我尝试使用OpenMP并行化Dijkstra,但程序无法正常运行。有时显示正确的结果,而有时得到错误的值。我假设这是因为多个线程正在更新同一个变量。但是我找不到这个问题的根源,因为我正在关键区域内进行共享变量更新。有人能帮我确定我犯了什么错误吗?我的作业很快就要到期了,这段代码在概念上是正确的吗?
第一个
序列号:
int minDistance(int dist[], bool sptSet[])
{
// Initialize min value
int min = INT_MAX, min_index;
for (int v = 0; v < V; v++)
if (sptSet[v] == false && dist[v] <= min)

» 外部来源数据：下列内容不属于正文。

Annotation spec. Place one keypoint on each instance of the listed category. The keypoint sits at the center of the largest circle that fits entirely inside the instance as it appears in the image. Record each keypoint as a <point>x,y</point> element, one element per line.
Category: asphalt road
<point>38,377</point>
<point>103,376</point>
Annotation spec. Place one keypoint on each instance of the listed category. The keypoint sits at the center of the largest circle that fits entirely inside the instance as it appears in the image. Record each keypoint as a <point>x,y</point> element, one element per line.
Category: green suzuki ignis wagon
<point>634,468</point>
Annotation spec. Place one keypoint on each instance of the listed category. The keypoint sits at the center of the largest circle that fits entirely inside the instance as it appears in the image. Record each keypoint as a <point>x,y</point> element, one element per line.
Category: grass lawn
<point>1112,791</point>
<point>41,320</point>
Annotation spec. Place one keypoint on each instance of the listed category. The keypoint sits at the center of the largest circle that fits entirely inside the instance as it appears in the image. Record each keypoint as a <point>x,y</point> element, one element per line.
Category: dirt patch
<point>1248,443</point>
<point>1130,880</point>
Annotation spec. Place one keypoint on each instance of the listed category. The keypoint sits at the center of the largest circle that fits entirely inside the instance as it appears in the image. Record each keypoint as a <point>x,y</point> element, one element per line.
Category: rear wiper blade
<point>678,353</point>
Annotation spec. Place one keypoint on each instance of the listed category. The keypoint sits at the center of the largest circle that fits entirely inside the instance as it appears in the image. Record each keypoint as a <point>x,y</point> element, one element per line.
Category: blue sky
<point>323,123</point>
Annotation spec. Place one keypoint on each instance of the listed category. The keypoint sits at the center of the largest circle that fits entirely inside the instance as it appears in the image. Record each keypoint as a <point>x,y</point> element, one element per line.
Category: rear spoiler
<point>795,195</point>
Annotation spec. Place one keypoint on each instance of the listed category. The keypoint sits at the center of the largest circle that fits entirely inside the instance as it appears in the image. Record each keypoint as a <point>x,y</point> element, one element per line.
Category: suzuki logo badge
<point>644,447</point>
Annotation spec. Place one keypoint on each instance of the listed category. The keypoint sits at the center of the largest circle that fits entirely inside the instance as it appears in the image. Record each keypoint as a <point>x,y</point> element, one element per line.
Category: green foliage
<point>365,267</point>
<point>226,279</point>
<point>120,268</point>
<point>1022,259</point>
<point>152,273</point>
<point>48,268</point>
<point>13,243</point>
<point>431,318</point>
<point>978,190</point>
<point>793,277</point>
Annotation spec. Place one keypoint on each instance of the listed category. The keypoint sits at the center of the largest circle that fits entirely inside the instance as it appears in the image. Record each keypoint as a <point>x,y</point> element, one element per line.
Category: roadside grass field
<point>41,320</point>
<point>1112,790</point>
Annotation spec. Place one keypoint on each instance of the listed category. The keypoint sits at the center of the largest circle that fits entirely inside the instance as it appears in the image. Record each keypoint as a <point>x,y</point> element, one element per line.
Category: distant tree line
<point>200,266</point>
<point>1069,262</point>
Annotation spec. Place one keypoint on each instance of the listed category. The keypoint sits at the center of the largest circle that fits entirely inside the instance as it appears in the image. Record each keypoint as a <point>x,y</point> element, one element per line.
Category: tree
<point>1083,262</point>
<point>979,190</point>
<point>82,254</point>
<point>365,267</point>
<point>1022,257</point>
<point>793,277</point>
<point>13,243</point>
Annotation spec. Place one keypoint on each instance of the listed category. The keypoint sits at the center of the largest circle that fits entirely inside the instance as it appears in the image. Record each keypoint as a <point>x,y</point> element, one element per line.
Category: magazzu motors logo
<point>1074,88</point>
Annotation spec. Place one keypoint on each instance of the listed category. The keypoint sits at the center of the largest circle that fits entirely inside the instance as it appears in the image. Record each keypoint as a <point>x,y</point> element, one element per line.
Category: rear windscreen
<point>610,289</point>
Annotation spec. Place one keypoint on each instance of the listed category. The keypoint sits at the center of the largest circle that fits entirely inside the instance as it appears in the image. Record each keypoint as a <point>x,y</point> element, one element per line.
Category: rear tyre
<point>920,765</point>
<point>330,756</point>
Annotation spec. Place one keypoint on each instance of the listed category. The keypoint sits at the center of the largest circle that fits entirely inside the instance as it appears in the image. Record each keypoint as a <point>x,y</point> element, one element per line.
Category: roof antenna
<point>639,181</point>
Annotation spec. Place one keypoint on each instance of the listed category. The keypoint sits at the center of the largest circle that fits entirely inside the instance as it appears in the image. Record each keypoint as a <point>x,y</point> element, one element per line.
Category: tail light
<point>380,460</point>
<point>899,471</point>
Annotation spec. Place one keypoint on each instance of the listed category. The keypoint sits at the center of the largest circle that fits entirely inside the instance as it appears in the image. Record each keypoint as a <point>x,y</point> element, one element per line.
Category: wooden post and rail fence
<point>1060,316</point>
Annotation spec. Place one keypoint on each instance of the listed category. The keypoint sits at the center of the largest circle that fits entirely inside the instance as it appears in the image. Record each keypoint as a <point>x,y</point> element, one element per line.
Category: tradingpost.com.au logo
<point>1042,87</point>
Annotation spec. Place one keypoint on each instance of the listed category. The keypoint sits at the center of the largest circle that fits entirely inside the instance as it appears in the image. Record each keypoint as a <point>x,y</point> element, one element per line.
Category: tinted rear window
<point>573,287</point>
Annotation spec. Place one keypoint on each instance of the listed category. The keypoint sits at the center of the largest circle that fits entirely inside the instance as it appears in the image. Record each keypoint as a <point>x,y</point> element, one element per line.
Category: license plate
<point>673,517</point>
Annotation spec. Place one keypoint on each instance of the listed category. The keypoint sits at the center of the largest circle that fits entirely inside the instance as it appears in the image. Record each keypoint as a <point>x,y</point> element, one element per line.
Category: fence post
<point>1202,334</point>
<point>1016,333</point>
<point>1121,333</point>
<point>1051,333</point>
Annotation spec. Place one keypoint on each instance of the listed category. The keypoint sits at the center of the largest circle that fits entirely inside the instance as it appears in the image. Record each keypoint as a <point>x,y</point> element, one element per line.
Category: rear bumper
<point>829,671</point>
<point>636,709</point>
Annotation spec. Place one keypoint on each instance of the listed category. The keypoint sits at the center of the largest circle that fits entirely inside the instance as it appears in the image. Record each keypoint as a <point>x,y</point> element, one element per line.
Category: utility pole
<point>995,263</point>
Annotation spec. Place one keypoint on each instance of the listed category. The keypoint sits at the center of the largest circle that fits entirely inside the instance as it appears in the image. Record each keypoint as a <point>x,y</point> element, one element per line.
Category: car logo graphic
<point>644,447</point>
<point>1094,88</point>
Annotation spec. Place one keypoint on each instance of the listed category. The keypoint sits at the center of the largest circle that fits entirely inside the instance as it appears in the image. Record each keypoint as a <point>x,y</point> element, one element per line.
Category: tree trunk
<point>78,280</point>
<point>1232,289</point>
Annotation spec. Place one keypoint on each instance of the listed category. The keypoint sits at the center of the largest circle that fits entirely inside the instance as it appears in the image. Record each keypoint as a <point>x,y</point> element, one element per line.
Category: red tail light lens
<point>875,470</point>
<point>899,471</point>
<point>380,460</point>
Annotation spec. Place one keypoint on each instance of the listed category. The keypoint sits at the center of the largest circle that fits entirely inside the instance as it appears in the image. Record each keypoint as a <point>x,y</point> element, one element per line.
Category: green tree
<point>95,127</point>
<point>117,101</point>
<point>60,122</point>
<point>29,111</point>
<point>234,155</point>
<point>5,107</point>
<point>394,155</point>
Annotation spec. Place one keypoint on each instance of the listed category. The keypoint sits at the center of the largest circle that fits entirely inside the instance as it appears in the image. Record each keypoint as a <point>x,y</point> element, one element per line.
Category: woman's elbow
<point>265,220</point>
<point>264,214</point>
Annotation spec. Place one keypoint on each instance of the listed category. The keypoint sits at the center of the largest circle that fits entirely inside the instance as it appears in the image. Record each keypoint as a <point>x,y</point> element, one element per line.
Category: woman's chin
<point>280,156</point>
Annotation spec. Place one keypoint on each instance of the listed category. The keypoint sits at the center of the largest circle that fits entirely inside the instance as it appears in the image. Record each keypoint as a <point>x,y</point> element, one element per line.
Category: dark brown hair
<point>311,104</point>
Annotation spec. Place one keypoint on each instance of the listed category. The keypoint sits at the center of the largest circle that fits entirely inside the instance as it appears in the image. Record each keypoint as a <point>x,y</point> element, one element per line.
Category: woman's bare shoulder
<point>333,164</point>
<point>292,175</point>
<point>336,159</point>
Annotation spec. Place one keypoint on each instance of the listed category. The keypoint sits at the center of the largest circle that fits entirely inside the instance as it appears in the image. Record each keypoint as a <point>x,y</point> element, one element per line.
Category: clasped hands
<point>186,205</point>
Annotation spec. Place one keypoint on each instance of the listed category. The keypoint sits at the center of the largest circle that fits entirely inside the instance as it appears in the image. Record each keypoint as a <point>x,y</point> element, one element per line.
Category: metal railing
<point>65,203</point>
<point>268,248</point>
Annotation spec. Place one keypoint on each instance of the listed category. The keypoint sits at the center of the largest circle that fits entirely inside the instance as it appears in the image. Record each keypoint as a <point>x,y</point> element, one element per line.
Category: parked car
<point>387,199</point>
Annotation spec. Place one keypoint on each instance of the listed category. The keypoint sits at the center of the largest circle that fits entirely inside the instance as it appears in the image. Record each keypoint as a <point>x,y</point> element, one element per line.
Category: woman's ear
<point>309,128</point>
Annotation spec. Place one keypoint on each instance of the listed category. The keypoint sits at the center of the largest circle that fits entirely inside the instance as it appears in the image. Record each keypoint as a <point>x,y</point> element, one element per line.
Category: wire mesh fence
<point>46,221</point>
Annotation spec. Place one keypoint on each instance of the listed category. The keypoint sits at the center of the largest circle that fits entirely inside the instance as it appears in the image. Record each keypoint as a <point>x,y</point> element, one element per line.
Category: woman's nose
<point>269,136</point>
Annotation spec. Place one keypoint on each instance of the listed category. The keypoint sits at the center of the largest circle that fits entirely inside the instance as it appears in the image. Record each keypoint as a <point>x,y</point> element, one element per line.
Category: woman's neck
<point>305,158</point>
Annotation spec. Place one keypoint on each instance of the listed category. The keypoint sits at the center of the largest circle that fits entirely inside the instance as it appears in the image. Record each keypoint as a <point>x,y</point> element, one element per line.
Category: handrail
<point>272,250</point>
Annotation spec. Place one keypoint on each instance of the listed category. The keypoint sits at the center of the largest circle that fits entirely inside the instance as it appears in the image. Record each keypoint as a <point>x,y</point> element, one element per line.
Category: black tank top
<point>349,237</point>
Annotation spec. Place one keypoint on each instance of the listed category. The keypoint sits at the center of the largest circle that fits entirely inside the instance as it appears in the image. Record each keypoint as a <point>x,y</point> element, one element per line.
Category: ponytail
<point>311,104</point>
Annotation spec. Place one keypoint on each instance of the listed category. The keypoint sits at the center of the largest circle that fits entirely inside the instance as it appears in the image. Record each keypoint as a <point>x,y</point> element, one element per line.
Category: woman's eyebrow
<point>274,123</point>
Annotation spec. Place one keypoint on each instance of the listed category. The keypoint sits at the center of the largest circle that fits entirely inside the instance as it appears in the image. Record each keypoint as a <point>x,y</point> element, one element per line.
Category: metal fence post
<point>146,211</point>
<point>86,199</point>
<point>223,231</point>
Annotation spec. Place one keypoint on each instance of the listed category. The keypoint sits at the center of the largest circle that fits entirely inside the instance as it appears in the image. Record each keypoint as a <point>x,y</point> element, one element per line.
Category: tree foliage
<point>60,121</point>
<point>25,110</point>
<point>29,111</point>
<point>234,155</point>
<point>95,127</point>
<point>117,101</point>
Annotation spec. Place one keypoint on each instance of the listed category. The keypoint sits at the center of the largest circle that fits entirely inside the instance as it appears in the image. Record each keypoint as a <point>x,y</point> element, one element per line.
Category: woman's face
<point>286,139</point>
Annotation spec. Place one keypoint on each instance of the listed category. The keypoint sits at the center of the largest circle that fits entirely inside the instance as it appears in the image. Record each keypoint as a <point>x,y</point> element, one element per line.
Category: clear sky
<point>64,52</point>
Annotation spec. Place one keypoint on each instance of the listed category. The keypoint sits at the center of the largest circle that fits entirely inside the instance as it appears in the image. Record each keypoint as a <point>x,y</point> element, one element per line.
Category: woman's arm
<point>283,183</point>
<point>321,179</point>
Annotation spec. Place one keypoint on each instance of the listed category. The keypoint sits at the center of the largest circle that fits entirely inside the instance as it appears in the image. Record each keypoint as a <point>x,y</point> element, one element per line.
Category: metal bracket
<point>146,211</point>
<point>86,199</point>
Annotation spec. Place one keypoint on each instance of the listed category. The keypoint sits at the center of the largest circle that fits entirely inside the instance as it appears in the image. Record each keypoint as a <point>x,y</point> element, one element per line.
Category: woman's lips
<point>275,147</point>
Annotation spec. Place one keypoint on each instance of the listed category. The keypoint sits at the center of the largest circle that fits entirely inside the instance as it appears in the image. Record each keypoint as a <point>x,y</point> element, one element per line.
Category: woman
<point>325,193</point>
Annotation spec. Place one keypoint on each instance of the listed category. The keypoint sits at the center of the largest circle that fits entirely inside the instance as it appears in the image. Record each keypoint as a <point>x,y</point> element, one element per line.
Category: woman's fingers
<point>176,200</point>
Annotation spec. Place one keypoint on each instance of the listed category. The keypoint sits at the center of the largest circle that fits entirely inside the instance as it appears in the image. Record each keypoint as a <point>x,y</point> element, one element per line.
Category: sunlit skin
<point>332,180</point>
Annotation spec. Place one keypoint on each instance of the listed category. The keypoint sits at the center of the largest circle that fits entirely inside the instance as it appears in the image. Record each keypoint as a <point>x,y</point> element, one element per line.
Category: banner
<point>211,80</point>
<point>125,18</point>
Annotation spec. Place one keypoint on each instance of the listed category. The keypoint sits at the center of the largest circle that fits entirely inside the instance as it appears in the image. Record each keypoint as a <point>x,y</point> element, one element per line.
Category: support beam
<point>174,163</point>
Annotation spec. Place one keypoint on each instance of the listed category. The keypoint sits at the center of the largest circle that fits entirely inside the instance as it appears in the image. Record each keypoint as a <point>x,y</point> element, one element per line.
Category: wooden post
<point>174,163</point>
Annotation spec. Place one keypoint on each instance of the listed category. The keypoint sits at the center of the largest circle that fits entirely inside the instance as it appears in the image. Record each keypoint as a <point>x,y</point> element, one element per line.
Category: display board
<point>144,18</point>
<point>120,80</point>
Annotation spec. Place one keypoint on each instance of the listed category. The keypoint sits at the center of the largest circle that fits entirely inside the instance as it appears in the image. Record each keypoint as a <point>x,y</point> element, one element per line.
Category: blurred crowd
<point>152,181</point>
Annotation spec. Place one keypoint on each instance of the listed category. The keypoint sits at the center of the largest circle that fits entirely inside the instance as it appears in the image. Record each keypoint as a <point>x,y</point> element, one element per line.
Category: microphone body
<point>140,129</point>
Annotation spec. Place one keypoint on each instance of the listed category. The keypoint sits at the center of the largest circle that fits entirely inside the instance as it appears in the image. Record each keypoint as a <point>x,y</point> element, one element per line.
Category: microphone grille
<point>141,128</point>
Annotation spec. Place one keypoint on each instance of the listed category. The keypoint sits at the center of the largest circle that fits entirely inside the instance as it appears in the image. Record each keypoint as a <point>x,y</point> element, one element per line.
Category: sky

min = dist[v], min_index = v;
return min_index;
}
// A utility function to print the constructed distance
// array
void printSolution(int dist[])
{
printf("Vertex \t\t Distance from Source\n");
for (int i = 0; i < V; i++)
printf("%d \t\t\t\t %d\n", i, dist[i]);
}
// Function that implements Dijkstra's single source
// shortest path algorithm for a graph represented using
// adjacency matrix representation
void dijkstra(int graph[V][V], int src)
{
int dist[V]; // The output array. dist[i] will hold the
// shortest
// distance from src to i
bool sptSet[V]; // sptSet[i] will be true if vertex i is
// included in shortest
// path tree or shortest distance from src to i is
// finalized
// Initialize all distances as INFINITE and stpSet[] as
// false
for (int i = 0; i < V; i++)
dist[i] = INT_MAX, sptSet[i] = false;
// Distance of source vertex from itself is always 0
dist[src] = 0;
// Find shortest path for all vertices
for (int count = 0; count < V - 1; count++) {
// Pick the minimum distance vertex from the set of
// vertices not yet processed. u is always equal to
// src in the first iteration.
int u = minDistance(dist, sptSet);
// Mark the picked vertex as processed
sptSet[u] = true;
// Update dist value of the adjacent vertices of the
// picked vertex.
for (int v = 0; v < V; v++)
{
// Update dist[v] only if is not in sptSet,
// there is an edge from u to v, and total
// weight of path from src to v through u is
// smaller than current value of dist[v]
if (!sptSet[v] && graph[u][v]
&& dist[u] != INT_MAX
&& dist[u] + graph[u][v] < dist[v])
dist[v] = dist[u] + graph[u][v];
}
}
// print the constructed distance array
printSolution(dist);
}
1条答案
按热度按时间yquaqz181#
Dijkstra算法是一个很好的算法示例,其中标准公式很难并行化。1.找到最小值2.更新其邻居的每一步都依赖于前一步。因此,您最多只能做到1.将该最小值转化为OpenMP约简2.将更新转化为并行循环。在度数较小的图上,这不会给您带来太多加速。这也意味着您的代码不正确:您正试图并行化外部步骤,这些步骤是顺序的。
但是,您不必仅更新该最小点的相邻点:你可以更新每一步中的所有点。2这简化了代码,减少了开销。3它也做了更多的工作,但是在挂钟时间里它可能完成得稍微快一点。